The purpose for Holocaust education, Mutschler believes, is to learn lessons about hatred, morality, and ultimately what it means to be human. “Holocaust and genocide education is important because that’s basic moral human rights, racism, discrimination, what happens when power is in the hands of a nation minority or majority. All of those basic human morality questions are kind of the purpose of education in my opinion,” Mutscher said. “As educators, what we choose not to teach is just as important as what we chose to teach. What we value – the history that we value – is reflected in the choices we make. So if something’s missing, it begs the question why.”

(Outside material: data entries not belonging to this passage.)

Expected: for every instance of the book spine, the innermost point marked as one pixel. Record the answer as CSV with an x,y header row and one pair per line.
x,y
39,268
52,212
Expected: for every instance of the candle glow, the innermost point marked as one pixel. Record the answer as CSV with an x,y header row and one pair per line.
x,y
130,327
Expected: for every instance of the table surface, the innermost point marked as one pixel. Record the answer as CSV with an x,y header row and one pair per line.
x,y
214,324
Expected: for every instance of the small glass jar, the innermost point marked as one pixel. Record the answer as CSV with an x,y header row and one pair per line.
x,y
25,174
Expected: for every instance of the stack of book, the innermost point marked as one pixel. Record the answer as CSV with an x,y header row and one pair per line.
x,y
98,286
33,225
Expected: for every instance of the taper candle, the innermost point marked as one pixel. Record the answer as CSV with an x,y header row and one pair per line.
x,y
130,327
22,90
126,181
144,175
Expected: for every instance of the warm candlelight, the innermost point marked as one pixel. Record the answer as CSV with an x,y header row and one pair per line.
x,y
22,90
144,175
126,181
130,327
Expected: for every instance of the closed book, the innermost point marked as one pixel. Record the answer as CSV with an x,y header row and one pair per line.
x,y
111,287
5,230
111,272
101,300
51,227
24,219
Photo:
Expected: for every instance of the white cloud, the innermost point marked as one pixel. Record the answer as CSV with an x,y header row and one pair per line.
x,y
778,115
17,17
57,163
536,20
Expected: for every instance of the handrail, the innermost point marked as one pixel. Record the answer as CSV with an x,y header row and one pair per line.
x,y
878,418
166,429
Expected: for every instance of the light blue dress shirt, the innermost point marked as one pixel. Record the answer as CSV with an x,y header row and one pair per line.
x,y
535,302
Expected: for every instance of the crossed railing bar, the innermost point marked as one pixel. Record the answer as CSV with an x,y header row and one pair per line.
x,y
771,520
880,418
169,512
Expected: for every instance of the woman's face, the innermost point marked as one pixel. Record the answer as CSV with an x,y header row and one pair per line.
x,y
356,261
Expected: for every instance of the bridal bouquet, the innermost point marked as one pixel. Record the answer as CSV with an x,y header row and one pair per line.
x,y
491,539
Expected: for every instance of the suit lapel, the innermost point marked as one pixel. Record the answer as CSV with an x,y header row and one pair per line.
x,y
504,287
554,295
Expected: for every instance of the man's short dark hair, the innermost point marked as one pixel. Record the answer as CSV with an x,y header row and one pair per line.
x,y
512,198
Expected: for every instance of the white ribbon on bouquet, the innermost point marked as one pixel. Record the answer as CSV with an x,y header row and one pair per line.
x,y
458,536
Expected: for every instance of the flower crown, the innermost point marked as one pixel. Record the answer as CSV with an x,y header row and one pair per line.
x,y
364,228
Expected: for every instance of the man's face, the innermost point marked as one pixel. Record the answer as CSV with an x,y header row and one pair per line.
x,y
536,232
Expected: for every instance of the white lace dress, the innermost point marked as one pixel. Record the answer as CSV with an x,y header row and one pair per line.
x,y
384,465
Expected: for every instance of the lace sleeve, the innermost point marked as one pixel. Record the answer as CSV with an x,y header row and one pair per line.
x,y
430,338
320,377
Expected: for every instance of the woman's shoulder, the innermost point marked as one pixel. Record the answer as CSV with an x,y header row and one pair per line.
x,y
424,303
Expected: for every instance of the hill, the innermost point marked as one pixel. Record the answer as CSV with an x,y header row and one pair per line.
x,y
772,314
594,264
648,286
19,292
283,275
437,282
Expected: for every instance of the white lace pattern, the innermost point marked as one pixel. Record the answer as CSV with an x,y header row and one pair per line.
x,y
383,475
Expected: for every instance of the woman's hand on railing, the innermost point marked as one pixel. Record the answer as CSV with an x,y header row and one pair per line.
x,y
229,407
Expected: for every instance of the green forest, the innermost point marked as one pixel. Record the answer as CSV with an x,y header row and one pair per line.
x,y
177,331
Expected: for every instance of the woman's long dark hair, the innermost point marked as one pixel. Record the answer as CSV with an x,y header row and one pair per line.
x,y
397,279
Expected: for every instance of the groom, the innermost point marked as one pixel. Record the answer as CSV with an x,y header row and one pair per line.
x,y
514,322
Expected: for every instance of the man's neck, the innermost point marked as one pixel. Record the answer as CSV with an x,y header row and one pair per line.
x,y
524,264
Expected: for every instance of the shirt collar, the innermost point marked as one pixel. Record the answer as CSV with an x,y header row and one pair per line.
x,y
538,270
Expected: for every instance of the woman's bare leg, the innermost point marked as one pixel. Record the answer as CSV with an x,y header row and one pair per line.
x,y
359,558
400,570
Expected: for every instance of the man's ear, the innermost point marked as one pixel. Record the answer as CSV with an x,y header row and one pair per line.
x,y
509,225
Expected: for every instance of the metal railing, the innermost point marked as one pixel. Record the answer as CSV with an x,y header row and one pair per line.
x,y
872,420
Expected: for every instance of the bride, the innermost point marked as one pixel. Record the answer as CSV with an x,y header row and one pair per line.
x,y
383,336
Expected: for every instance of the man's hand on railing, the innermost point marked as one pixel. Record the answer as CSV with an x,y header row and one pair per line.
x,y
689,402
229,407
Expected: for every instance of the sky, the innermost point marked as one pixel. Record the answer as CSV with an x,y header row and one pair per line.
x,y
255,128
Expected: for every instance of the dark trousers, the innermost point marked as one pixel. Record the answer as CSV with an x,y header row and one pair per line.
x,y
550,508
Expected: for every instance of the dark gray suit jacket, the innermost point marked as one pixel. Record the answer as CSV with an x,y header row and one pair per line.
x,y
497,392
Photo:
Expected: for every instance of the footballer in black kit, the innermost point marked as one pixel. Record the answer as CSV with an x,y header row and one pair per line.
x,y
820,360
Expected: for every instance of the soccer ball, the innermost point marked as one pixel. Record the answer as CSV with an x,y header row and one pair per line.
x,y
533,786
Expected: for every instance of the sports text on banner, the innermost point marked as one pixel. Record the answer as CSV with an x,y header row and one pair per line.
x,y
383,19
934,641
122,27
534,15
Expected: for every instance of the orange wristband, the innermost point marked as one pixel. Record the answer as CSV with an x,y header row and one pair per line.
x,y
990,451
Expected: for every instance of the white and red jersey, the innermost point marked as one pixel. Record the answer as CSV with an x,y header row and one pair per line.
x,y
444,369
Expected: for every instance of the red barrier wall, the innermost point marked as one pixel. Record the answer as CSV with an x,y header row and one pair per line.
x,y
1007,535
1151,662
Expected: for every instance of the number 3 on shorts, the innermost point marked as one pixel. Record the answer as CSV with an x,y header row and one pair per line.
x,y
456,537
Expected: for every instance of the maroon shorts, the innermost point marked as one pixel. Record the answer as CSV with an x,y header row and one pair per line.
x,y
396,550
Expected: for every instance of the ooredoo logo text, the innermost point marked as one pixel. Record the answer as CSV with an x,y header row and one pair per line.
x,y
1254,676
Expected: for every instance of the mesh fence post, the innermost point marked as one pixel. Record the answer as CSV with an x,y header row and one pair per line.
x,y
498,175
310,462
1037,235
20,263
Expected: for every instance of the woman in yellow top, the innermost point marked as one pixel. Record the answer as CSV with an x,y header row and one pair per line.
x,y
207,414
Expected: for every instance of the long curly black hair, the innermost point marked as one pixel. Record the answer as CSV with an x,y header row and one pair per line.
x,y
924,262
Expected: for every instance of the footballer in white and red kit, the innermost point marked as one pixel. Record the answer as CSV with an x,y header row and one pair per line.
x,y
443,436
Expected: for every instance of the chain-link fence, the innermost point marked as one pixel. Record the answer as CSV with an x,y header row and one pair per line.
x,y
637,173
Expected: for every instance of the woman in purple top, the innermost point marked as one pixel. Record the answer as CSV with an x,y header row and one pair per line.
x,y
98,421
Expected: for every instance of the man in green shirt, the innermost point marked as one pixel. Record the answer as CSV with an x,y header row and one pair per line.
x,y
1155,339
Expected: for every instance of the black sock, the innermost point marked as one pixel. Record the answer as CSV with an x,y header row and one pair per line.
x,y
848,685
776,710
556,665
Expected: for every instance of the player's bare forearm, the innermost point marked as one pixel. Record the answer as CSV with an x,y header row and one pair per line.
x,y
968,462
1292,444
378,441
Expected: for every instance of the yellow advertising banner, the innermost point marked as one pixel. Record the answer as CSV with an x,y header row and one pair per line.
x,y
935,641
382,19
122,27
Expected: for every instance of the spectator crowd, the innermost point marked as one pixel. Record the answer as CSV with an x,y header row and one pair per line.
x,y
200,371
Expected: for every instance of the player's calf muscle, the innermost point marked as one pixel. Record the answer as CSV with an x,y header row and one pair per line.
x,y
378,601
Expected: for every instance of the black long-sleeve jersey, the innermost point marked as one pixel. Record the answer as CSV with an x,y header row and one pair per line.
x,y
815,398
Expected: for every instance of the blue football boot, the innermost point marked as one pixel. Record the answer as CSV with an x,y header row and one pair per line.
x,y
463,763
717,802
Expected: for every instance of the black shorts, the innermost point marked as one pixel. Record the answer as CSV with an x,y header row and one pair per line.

Feld hopes to bring next year’s senior class to Poland and Israel, and ideally see the trip continue for many years (despite next year being Feld’s last at NYHS). “At the conclusion of what for many kids is their formal Jewish education, as a group, together, it’s important to go through the journey of bearing witness in Poland,” Feld said. “It’s one thing to learn about something, but it’s very different to experience it firsthand — not just the Shoah, but centuries prior to that, the yeshivot, the shtetls, the Chassidic movement, to see what was and what was lost is very heavy and very meaningful.”
Max Glauben, the Majdanek survivor mentioned at the beginning of this story, passed away on Yom HaShoah at age 94. May his memory be a blessing.